Ekonomi
Global dan Outlook 2015
Firmanzah
; Guru Besar Fakultas Ekonomi Universitas Indonesia
|
KORAN
SINDO, 08 Desember 2014
Bank Dunia merevisi proyeksi pertumbuhan ekonomi global tahun
2014 dari 2,8% menjadi 2,6%. Adapun pada 2015 ekonomi global diprediksi
tumbuh 3,4%.
Dana Moneter Internasional (IMF) memprediksi ekonomi dunia tahun
ini tumbuh di level 3,4% dan tahun depan 3,8%. Proyeksi pertumbuhan ekonomi
dunia 2014 ini lebih tinggi dari realisasi pertumbuhan 2013 yang sebesar 2,6%
(versi Bank Dunia) dan 3,2% (versi IMF). Meski proyeksi pertumbuhan 2014 dan
2015 lebih tinggi dari pertumbuhan 2013, proyeksi ini relatif lebih lambat
dari perkiraan sebelumnya.
Tertekannya pertumbuhan ekonomi dunia pada 2014 disebabkan masih
sulitnya sejumlah kawasan dalam proses pemulihan ekonomi, di samping krisis
politik di Ukraina dan Timur Tengah serta munculnya ancaman ebola.
Negara-negara dalam Zona Eropa, China, dan Jepang masih belum menemukan
formula yang tepat untuk keluar dari tren perlambatan.
Sebagai negara dengan ekonomi terbesar ketiga di dunia, Jepang
kini dalam fase resesi akibat krisis utang yang hampir mencapai 200% produk domestik
bruto (PDB). Bahkan, Moodys telah menurunkan peringkat kredit Jepang ke level
Aa3 dari A1 dan merupakan pertama kali sejak 2011. Di kawasan Eropa,
pemulihan juga masih relatif stagnan sehingga Bank Sentral Eropa (ECB) terus
mempertahankan stimulus dan suku bunga murah. Pertumbuhan sektor manufaktur
dan jasa juga belum menunjukkan perbaikan signifikan di kawasan Eropa.
Sementara itu, ekonomi China sebagai kekuatan ekonomi terbesar
kedua di dunia dan kekuatan ekonomi terbesar di Asia juga masih mengalami
tekanan serius. Kebijakan rebalancing yang dilakukan China saat ini belum
mampu mendorong perbaikan ekonomi negara itu. Bahkan, ekonomi China periode
Juli-September 2014 hanya mampu tumbuh 7,3% dan merupakan pertumbuhan
terlambat sejak 2009. Kinerja sektor manufaktur China juga menunjukkan
pelemahan sepanjang 2014 diikuti oleh stagnannya konsumsi domestik.

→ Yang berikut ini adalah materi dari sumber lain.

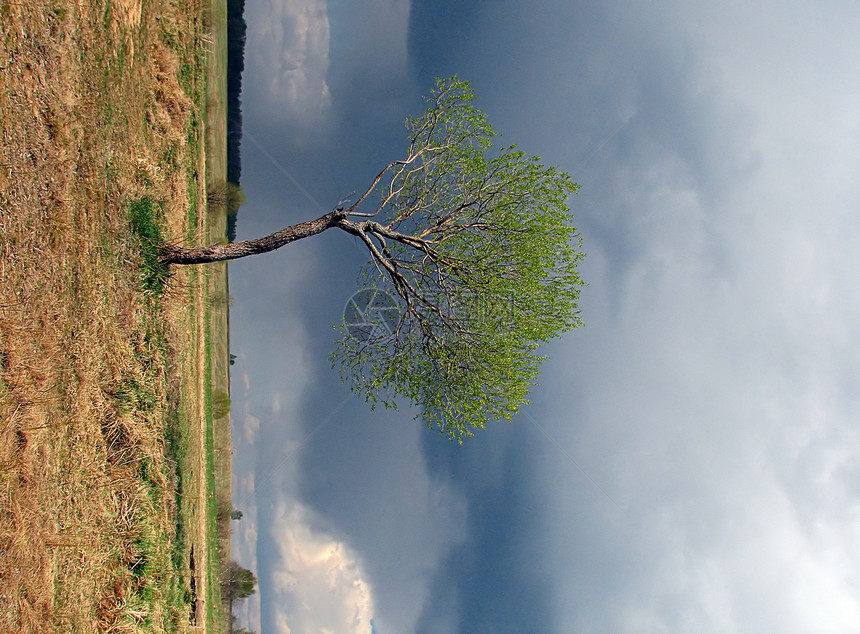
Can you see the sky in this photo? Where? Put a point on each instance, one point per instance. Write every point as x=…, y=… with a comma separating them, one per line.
x=690, y=460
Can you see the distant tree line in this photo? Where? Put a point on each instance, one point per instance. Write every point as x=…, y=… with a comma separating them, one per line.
x=236, y=34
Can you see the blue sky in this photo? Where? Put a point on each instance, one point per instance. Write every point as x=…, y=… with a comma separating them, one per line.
x=690, y=459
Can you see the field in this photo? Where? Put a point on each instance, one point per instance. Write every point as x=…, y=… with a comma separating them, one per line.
x=107, y=469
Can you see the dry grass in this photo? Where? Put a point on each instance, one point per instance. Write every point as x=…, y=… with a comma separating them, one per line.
x=95, y=113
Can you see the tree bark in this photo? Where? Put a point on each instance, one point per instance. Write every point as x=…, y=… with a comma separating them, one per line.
x=172, y=254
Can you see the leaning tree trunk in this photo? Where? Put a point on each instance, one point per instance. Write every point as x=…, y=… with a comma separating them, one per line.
x=172, y=254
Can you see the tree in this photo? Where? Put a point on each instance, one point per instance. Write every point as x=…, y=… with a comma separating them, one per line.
x=475, y=250
x=237, y=583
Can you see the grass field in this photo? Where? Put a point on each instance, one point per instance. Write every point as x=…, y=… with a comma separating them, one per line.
x=107, y=481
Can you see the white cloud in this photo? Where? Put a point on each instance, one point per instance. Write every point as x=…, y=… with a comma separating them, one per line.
x=290, y=38
x=319, y=585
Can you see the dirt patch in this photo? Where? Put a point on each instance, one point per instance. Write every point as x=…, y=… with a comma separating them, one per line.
x=97, y=109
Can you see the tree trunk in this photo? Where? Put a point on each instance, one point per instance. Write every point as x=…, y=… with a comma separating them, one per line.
x=172, y=254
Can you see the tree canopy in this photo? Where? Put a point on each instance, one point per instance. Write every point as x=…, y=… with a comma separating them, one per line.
x=478, y=251
x=474, y=250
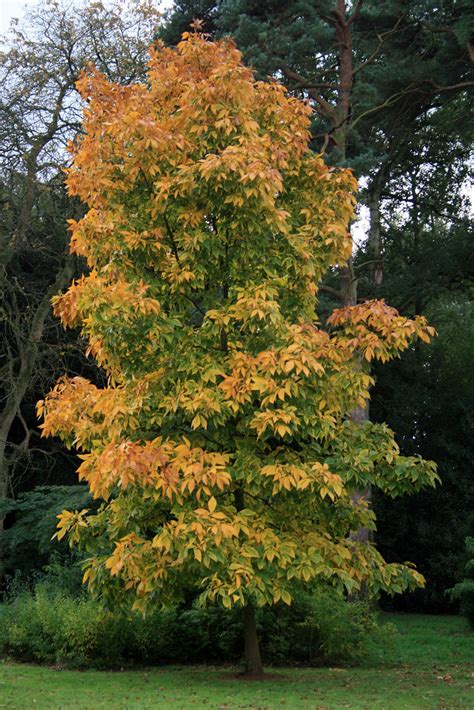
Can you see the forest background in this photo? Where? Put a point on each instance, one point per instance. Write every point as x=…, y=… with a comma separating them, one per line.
x=390, y=84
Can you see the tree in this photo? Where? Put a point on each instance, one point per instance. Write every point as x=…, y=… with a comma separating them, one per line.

Untuk mengantisipasi pelemahan yang berkelanjutan, Bank Sentral
China telah menambahkan stimulus likuiditas di pasar keuangan dan menurunkan
tingkat suku bunga. Pada saat yang bersamaan, krisis politik di Timur Tengah
dan krisis Ukraina yang melibatkan Rusia telah memicu kekhawatiran akan
pemulihan pertumbuhan ekonomi di kawasan tersebut.
Sementara itu, ekonomi Amerika Serikat setelah berakhirnya
pelonggaran kuantitatif pada periode Juli-September 2014 tercatat tumbuh 3,9%
atau lebih tinggi dari perkiraan sebelumnya 3,5%. Membaiknya sektor konsumsi
domestik sebagai penggerak pertumbuhan Amerika dan menyumbang 70% PDB negara
itu diperkirakan terus berlanjut pada 2015.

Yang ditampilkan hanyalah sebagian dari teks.